Czermak, Johann Nepomuk. B. at Prague in Bohemia, 1828; Med. and Chir. Doct.; formerly Prof. Univs. Cracow and Pesth; Prof. Univ. Prague, 1860; Prof. Physiol. Univ. Jena, 1865; Prof. Univ. Leipsig, 1870; founded Physiological Laboratories in each of the above Universities; inventor of the laryngoscope, and also of several instruments for securing animals during vivisection.

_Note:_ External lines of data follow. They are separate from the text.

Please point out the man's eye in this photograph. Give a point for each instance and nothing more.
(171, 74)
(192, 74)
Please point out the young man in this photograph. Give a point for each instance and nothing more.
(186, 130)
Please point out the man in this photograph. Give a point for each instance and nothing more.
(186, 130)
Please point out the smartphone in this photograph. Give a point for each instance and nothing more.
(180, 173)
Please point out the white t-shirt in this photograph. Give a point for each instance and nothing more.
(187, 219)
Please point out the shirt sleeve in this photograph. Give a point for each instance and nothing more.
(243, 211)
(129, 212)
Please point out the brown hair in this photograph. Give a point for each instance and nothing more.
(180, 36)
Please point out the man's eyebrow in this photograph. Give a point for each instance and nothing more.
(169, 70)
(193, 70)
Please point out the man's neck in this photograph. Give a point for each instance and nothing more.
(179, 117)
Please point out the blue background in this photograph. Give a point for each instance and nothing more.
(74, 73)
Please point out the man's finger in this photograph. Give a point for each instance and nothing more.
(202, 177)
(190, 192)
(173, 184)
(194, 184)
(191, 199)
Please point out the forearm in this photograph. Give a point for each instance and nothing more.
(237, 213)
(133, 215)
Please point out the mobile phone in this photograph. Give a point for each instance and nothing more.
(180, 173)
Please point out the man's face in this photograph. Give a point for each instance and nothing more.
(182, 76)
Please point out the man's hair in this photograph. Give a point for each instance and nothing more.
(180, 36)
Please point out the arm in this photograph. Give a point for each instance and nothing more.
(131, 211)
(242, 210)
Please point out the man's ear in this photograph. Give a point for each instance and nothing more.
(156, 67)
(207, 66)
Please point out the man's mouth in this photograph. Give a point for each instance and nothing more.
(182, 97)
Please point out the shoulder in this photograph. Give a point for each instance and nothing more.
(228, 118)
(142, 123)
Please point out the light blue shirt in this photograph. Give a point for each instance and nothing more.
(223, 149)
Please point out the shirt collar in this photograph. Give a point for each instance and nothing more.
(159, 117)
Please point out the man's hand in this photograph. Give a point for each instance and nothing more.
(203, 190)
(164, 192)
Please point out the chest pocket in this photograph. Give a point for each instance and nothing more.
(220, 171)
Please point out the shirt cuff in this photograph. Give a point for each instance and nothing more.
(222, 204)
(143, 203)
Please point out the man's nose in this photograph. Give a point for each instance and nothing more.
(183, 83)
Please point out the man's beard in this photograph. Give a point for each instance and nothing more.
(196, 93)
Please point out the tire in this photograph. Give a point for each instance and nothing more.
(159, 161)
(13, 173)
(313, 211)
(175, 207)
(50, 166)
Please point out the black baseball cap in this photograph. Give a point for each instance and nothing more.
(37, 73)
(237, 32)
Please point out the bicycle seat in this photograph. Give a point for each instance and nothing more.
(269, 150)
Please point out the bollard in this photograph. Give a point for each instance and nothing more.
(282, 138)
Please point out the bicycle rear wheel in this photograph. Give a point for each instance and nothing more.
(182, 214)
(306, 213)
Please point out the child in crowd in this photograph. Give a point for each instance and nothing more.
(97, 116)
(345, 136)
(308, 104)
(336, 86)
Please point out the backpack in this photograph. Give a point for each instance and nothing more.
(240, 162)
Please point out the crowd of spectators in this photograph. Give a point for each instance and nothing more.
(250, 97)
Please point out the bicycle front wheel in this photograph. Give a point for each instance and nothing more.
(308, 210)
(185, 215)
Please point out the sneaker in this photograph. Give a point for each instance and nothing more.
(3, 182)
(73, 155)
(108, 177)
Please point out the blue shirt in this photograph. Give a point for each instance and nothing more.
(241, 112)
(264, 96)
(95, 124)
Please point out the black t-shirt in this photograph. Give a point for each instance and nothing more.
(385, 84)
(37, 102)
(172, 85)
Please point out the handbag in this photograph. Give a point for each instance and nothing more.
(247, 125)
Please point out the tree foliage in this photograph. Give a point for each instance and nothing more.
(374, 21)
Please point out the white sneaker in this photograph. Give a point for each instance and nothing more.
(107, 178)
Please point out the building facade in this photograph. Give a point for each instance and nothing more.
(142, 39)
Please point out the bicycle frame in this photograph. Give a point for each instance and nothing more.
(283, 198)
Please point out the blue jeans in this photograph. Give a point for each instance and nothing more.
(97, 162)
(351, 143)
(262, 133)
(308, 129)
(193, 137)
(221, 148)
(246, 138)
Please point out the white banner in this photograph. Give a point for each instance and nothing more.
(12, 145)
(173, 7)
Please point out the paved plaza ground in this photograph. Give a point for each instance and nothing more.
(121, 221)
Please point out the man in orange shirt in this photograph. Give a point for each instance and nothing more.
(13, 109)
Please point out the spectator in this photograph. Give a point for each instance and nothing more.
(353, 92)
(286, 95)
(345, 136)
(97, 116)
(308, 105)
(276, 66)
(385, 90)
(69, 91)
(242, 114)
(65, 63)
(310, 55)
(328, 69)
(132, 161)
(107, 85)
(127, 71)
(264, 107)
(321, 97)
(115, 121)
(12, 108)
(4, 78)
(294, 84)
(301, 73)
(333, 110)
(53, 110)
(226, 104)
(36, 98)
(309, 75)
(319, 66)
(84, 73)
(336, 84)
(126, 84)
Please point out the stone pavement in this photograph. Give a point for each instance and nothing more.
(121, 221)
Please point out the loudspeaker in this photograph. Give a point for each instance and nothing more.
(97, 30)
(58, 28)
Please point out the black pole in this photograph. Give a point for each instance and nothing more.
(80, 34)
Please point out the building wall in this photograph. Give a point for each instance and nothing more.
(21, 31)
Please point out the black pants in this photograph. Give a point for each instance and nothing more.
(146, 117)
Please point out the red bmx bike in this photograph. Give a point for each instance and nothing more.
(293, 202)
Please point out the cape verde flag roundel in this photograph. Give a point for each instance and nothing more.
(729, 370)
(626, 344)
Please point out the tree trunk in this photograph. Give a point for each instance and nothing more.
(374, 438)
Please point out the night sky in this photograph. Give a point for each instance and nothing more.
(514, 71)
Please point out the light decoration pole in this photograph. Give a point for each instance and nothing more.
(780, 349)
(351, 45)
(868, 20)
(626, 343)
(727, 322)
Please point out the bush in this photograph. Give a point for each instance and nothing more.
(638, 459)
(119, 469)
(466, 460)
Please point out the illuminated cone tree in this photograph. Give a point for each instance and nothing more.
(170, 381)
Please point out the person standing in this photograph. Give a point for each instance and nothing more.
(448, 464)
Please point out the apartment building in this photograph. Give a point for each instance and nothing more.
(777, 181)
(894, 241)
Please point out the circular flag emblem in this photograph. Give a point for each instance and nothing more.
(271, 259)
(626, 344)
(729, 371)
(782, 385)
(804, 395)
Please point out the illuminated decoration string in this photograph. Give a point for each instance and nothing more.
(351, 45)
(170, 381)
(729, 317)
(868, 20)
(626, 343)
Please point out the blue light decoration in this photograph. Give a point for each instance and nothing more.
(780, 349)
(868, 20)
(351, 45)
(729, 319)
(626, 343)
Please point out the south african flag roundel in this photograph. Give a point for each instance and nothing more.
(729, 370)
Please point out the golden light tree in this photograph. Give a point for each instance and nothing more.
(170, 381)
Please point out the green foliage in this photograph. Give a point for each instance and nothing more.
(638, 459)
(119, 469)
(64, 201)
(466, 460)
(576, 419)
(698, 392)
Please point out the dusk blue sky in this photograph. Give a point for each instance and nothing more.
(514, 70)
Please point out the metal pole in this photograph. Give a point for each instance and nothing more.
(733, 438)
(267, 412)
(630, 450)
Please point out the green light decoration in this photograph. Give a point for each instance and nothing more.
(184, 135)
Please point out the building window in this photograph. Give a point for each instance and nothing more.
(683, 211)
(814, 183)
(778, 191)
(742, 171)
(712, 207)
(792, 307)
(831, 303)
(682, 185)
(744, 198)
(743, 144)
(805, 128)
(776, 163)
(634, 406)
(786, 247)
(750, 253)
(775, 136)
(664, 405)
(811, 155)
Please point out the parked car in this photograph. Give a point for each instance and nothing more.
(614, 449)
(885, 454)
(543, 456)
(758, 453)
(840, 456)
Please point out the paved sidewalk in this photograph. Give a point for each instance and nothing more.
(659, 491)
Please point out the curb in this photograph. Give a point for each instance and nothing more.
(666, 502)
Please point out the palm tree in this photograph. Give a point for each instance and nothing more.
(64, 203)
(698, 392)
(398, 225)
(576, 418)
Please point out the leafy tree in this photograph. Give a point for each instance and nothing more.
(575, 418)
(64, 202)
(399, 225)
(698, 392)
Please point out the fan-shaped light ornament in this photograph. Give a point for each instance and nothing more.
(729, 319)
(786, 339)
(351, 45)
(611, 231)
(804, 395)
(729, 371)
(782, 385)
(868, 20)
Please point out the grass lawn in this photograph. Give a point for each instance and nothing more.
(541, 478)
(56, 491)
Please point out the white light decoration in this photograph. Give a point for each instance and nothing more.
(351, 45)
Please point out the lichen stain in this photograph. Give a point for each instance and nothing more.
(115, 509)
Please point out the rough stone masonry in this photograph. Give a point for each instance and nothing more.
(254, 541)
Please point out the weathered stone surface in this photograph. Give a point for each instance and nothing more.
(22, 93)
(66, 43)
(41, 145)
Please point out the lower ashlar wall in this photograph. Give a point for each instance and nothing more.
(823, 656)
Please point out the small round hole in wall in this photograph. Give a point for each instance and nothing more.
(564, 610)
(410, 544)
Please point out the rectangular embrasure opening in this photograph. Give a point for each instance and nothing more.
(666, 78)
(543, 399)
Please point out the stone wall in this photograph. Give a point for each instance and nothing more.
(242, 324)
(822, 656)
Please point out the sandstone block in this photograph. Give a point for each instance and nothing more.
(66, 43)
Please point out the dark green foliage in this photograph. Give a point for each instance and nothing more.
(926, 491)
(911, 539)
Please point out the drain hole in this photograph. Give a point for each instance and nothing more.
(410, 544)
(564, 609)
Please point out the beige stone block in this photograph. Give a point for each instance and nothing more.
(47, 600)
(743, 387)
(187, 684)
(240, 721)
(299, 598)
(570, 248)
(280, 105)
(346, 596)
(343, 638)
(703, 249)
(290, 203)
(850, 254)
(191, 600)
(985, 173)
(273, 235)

Author of “Beschreibung einiger Vorrichtungen zu physiologischen Zwecken,” Vienna, 1865; “Nachweis der Erscheinung der sogenannten Pulsverspätung beim Frosche, und das Verfahren der selbe wahrzunehmen,” Vienna, 1865; “Populäre physiologische vorträge gehalten im akademischen Rosensaale zu Jena,” 1867-1869; “Die Physiologie als allgemeines Bildungselement,” Leipsig, 1870; “Ueber Schopenhauer’s Theorie der Farbe,” Vienna, 1870; “Der electrische Doppelhebel,” Leipsig, 1871; “Ueber das Herz u. den Einfluss des Nervensystems auf dasselbe,” Leipsig, 1871; “Nachweiss echter hypnotischen Erscheinungen bei Thieren,” Vienna, 1873; “Ueber das Ohr und das Hören;” “Ueber das physiologische Privat-Laboratorium an der Universität Leipsig,” Leipsig, 1873.